But you do have to turn things up a bit to get these speakers to come to life and this has to be the fault of their less than sensitive rating at 85 Db which isn’t uncommon among more inexpensive loudspeakers though. Admittedly, I am still shocked every time I see a sensitivity rating, like 85 db. 

Still, no matter what I connected the bookshelf loudspeakers to, I was able to drive them to satisfying levels. It was just the volume that had to vary, but at moderate to everyday volumes, these speakers still managed to be engaging. Now there is no shortage of cheap two way bookshelf loudspeakers on the market right now. We have several in house that I directly compare the Fluance to starting with the Jamo S809.

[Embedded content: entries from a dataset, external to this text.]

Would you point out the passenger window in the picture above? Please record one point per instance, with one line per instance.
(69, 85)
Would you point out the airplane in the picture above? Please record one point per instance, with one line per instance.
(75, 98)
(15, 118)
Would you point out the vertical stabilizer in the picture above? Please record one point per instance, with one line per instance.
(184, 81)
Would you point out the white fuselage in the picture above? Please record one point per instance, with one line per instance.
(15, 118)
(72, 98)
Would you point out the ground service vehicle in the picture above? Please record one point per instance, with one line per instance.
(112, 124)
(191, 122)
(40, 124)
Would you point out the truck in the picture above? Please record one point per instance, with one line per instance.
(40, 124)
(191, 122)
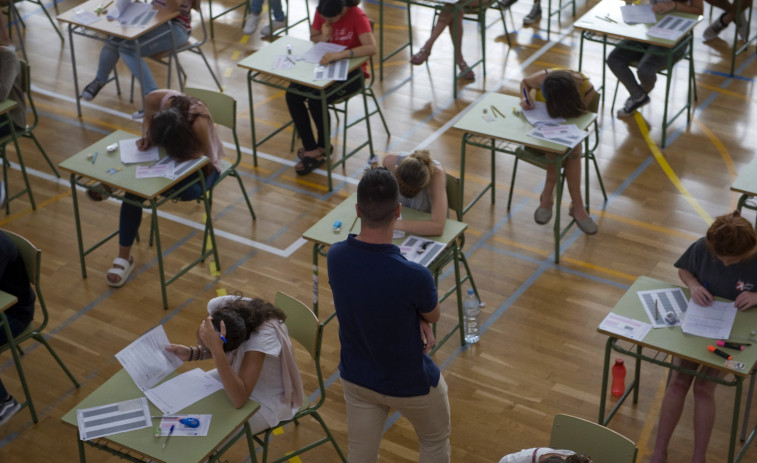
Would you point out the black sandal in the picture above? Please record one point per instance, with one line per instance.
(309, 164)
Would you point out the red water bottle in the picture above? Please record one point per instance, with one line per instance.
(618, 378)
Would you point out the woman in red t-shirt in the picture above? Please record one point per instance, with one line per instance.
(344, 23)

It could come down to a coin toss which of these two loudspeakers I preferred as they are very evenly matched with the S809, which to me is the better looking loudspeaker though it is not a runaway victory. 

Though the Jamo S809 does have that little bit of top in zip that does help with dynamics and music crescendos just hit with a little bit more authority. That said, this speaker has a little bit better upper mid bass weight, especially around where it crosses over with the tweeter. Both loudspeakers need a subwoofer without question as they both sound positively anaemic without one. 

The Q Acoustics 3010I retail for a little bit more than the Fluance bookshelf loudspeakers but I do consider the two to be comparable based on their driver complement and specs. Build wise, the Q Acoustics are definitely putting that little extra money to good use as the material and construction is just better sound wise.

The Q’s are also a little bit more composed, a little bit more refined and do have, well, they feel like they have more bass which is surprising because their reported frequency response isn’t as good as the Fluance. Now this may come down to the fact that the Q’s have a rear facing port which in my room just loads bass differently than the front facing port found on the Fluance or Jamos.

Either way, there was a notable difference between the Q’s and the Fluance and I just happen to prefer the Q’s. And like the Fluance, I do think that the Q Acoustic bookshelf speakers are better than their tower counterparts. The XL8S are fantastic and in my opinion they are better than their larger tower brothers in every respect, save for the bass output and dynamics. But like I said earlier in this review, the tower speakers aren’t going to be good for every person or room and that makes the reference bookshelf loudspeakers the better all rounder. 

The problem with the phrase, “all rounders” is that it implies a certain concession; and there just simply aren’t any to be made here because the Fluance reference bookshelf loudspeakers are great, and not just good for the money, great, but truly great. These speakers are going to end up being someone’s entry point into this hobby, the same way the mini monitors from paradigm, were mine. Only that person is going to enjoy arguably better performance at a lower cost.